En un abrir y cerrar de ojos se apoderaron de él. Gritó con voz ronca, una sola vez.
-¿Oíste algo, Edna? -preguntó Janna, dando la espalda al fonógrafo-.
-Nada especial, ¿por que?
-Creí oír un grito.
-No, creo que no se oyó nada. Vuelve a poner el disco ¿quieres?
-¿Le invitaste a cenar?
-¡Por Dios, no! ¡Que aburrimiento!
Media hora después, ambas subían al recibidor del segundo piso. Potts se había ido, dejando las herramientas para ser recogidas a la mañana siguiente.
-¡Que bonito papel! -exclamó Janna.
-Cuando se hayan colocado los muebles y la alfombra quedará estupendo. Demasiado buenos para nuestros huéspedes, verdaderamente -observó Edna-.
-Esta noche volverán a desprenderlo -dijo Janna, tristemente.
-Será mejor que no lo hagan. El señor Potts tendría que comenzar de nuevo. No le gustará nada, pero lo prometió. Nosotras le obligaremos a cumplir
Janna guardó silencio. Con la cabeza ligeramente ladeada, permaneció escuchando. Al cabo de un rato, preguntó:
-¿Oyes algo, Edna?
-Esta casa no te sienta bien, querida -le dijo Edna, complaciente-. ¿Que habría de oír?

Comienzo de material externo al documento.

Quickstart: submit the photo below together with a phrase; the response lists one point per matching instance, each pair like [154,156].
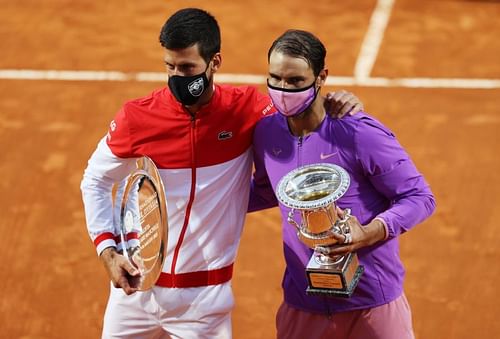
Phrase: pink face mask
[291,102]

-Creí oír..., sólo creí oír.... una voz. Pero, claro, no es posible
-Espero que esta noche no desprendan el papel.
Pero el papel no fue desprendido. Por el contrario, los ayudantes de Philander Potts, decorador de interiores, pudieron, al día siguiente, dejar arreglada la habitación, con su alfombra nueva, sus muebles, sus cortinajes, y, como prudentemente decidieron dejar la antigua disposición del mobiliario, no hubo posteriores contratiempos.
Sin embargo, la desaparición de Philander Potts fue motivo de sorpresa por espacio de nueve días, hasta que se aseguró que una agraciada joven viuda había abandonado la ciudad aproximadamente en la misma fecha, y que, se supuso, aunque erróneamente, que Potts repentinamente había decidido irse con la viuda. La esposa y los hijos de Potts se sintieron aliviados, más que otra cosa. Los señores Jennings y Martin llevaron el negocio adelante sin la intervención de Potts, y la familia de éste, tanto como sus empleados, comenzaron a vivir una existencia más placentera sin disminución en sus ingresos y, si acaso, con una sustancial aumento en ellos.
De haberse hallado en posición de hacerlo, Philander lo hubiera agradecido, ya que, como resultado de la nueva decoración del recibidor visitado por los espíritus, el nombre de Potts adquirió nuevo lustre.
Cándidamente, las hermanas Laver llamaron al recibidor "el triunfo de Potts". Con una especie de admiración acostumbraban mostrar el recibidor a los visitantes. "Su secreto se ha ido con él", solían decir, "nos prometió una obra maestra y no hay duda de que ésta lo es.
Un papel tapiz de efectos sonoros, ni más ni menos. Párese aquí, y si escucha con atención, podrá oír como si alguien, desde muy lejos, dijera ¡Déjenme salir! ¡Déjenme salir!